Comment peut-on définir le dialogue ?
Un dialogue sérieux, c’est la recherche, à deux ou à plusieurs, de la solution d’un problème. Celui-ci n’est possible qu’à partir de références initiales communes. Ces références communes permettent le développement d’un dialogue, appelons-le dialectique. En l’absence d’une axiomatique de départ partagée, nous ne pouvons avoir qu’un dialogue-de- sourds. Le dialogue-de-sourds, celui sans référentiel commun, est parfaitement stérile et ne produit chez les deux protagonistes que frustration, voire colère. Il épuise les énergies et ne fait qu’aggraver les divergences de départ. C’est malheureusement le cas le plus général. Dans certains cas cependant, à cause de la volonté des protagonistes, le dialogue a lieu. En quoi consiste-t-il ? En la recherche ou, plutôt, à la construction de ce référentiel commun absent. Pas à pas, il s’agit d’accommoder, de traduire, d’adopter un système sur lequel l’accord reste possible. Mais ces cas sont rares. DE
Quoi parlons- nous lorsque nous disons « référentiels communs » ?
Les référentiels du dialogue peuvent être de deux ordres : soit de l’ordre du savoir, soit de l’ordre des valeurs, savoir et valeurs relevant de domaines radicalement hétérogènes. Dans le cas où le référentiel de départ relève du savoir, cas princeps de la science, le dialogue, en cas d’opposition des protagonistes, se transfère au domaine de l’expérimentation qui tranchera. La divergence initiale entre protagonistes ne tardera pas à se défaire au vu des résultats répétés de l’expérimentation. Mais la science n’est pas le seul domaine où le référentiel peut être partagé. Le domaine du droit, qu’il soit civil ou religieux, fournit suffisamment d’éléments partagés pour que la confrontation dialogale puisse se résoudre. Il en va de même dans les discussions, parfois très longues, du Talmud, précisément parce que les règles exégétiques sont connues, définies et acceptées par les protagonistes.
Qu’en est-il lorsque les références sont de l’ordre des valeurs ?
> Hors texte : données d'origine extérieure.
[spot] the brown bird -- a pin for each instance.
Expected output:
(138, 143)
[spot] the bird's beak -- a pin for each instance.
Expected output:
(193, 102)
Pour les dialogues que nous qualifions de dialogues-de-sourds : les référentiels des protagonistes n’appartiennent pas au domaine du savoir mais à celui des valeurs. Il suffit de penser aux débats télévisuels dont on sait, voire que l’on espère, tourner à la foire d’empoigne. Toute confrontation de valeurs n’a aucune chance d’aboutir. Le choix de celles-ci ne relève en effet d’aucune expérimentation, ni d’aucun savoir préalable. Il relève de la « liberté » de chacun et d’un choix irrationnel lié à la subjectivité, à l’histoire personnelle ou familiale, à la culture à laquelle on appartient et dans laquelle on s’est formé. Même Emmanuel Kant, dans sa Critique de la raison pratique, échoua à définir un référentiel commun aux débats sur les questions d’éthique. La confrontation de deux subjectivités, chacune équipée de son système de valeurs, ne peut donc aboutir. Elle ressemble à une lutte à mort, symbolique certes, des consciences. Même dans les quelques cas évoqués précédemment où le dialogue aboutit à un compromis, celui-ci n’a été possible que par la prise en compte d’un terme commun : l’intérêt des protagonistes ou des groupes qu’ils représentent. Ce dialogue-là a pour nom négociation. On cède sur un point quand l’autre cède sur un autre.
Comment expliquez-vous qu’il soit devenu à ce point difficile de dialoguer sans que cela ne tourne à l’anathème ?
Je ne sais pas s’il a jamais été facile de dialoguer. Le dialogue sérieux reste extrêmement rare. Mais je constate aujourd’hui un effritement certain des références communes. Notre société développe des anticorps qui s’attaquent à elle-même. Notre société paraît souffrir d’une maladie auto-immune ou d’un désir suicidaire.
Voyez-vous un lien entre le fanatisme (sur lequel vous avez beaucoup travaillé) et l’impossibilité d’entendre une voix discordante ?
Je pense que ce refus de la contradiction est plus une conséquence du fanatisme qu’une cause. La plupart des fanatisés sont au bord de la psychose. Or la psychose provient d’un effacement des références fondatrices. En « sacralisant » des idées, ils tentent de reconstruire cette référence presque effacée, parce que la souffrance du psychotique est immense. Cela devient un pare-feu contre cette angoisse qui les submerge. En même temps, elle les conduit à des impasses ou à la destruction.